Outside the crem, eyeing pitiful flower displays (makes me competitive - I made Rachel promise not to let me be the one with a small mean bowl of pot pourri when everyone troops out - and we settled on a full sized grand piano crafted from black roses in case you're interested -don't laugh.. my uncle had a small 2 seater sofa from cream chrysanths for his late wife - she had apparently missed the delivery of her new sofa and never lived to sit on it) Even in death we can't help forming an opinion of someone because they've got small displays. And there's always show-off Winnie over there who's got GRANDMA in ten foot roses. If you see what I mean. You can't help looking at other people's flowers!Admit it! Blimey they were in there only half an hour ago - being commended and blessed etc. The pamphlets with the same prayers and hymns had Edith/Ted/Joyce's picture on a few seconds back. It's a miracle they don't mix them up.

I related the tale of the funeral cake for mother-in-law's boyfriend Bill, when I cut the damn thing between the B and the ILL and tried in vain to stick it back together for the rest of the wake as various people tutted (I still don't get the funeral cake please tell me if i'm missing something)

We shuffled about, and were awfully polite. That's what you do. We admired the flowers, cloying though the smell was, then deliberated about which way to go to get to the car park. I wanted to avoid swimming upstream through the 4.10ppm mourners, so walked for ages, hopelessly lost, wondering who thought a perilously slippery bridge was a good idea outside a crematorium. Surely they're not drumming up business, the place is flippin packed I muttered as I teetered along wishing i'd worn wellies.

My point is that the whole business is of course terribly sad - nothing shatters the heart more than the loss of someone you can't replace. I still only believe my own mother isn't here when, with each birthday that passes, there is no envelope on the mat with her neat writing on it.. Because she was a stickler for cards, and it was unthinkable to anyone that she might not have one in the post well before the special day.
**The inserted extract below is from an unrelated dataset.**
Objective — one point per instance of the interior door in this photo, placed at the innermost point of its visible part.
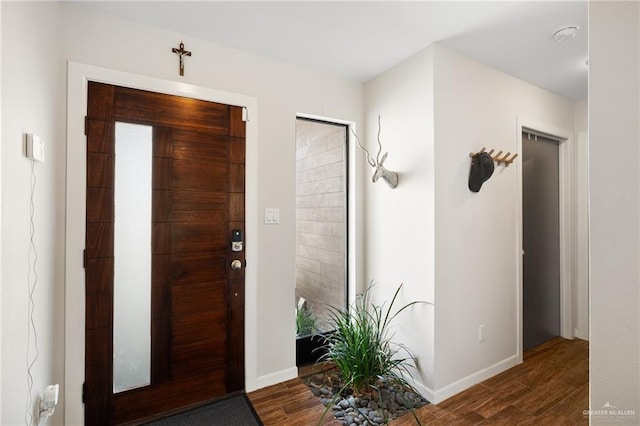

The mat, empty as it is every year of a white envelope with a Boston postmark on it is a jarring and unwanted reminder.

And because of this, I don't think it hurts every now and again to look at a dismal crem, and the borderline thug funeral directors wrestling with flower displays looking as out of place as they would holding a newborn baby, and taking a second to think what I thought...
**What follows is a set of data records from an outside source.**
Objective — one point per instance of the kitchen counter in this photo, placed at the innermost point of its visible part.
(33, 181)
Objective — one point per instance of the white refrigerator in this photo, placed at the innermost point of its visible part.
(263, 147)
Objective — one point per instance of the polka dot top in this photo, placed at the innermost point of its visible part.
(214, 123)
This is it. This is bloody it. I can see about 25 people here, none of them looks anything like upset enough in my opinion considering I am about to be commended or committed or whatever, there's one over there even smiling. SMILING. There's a bloke I never met ushering my nearest and dearest about, another bloke I never met has just forgotten to tell everyone that I really was ok. Not god, not perfect, but OK. And now there's someone who thinks opening up some kind of soup kitchen in my house is OK and oh dear lord the place looks a tip!!!! I wish I'd told him what I thought, I wish I'd shown I loved them a bit more, I just wish I had one more day.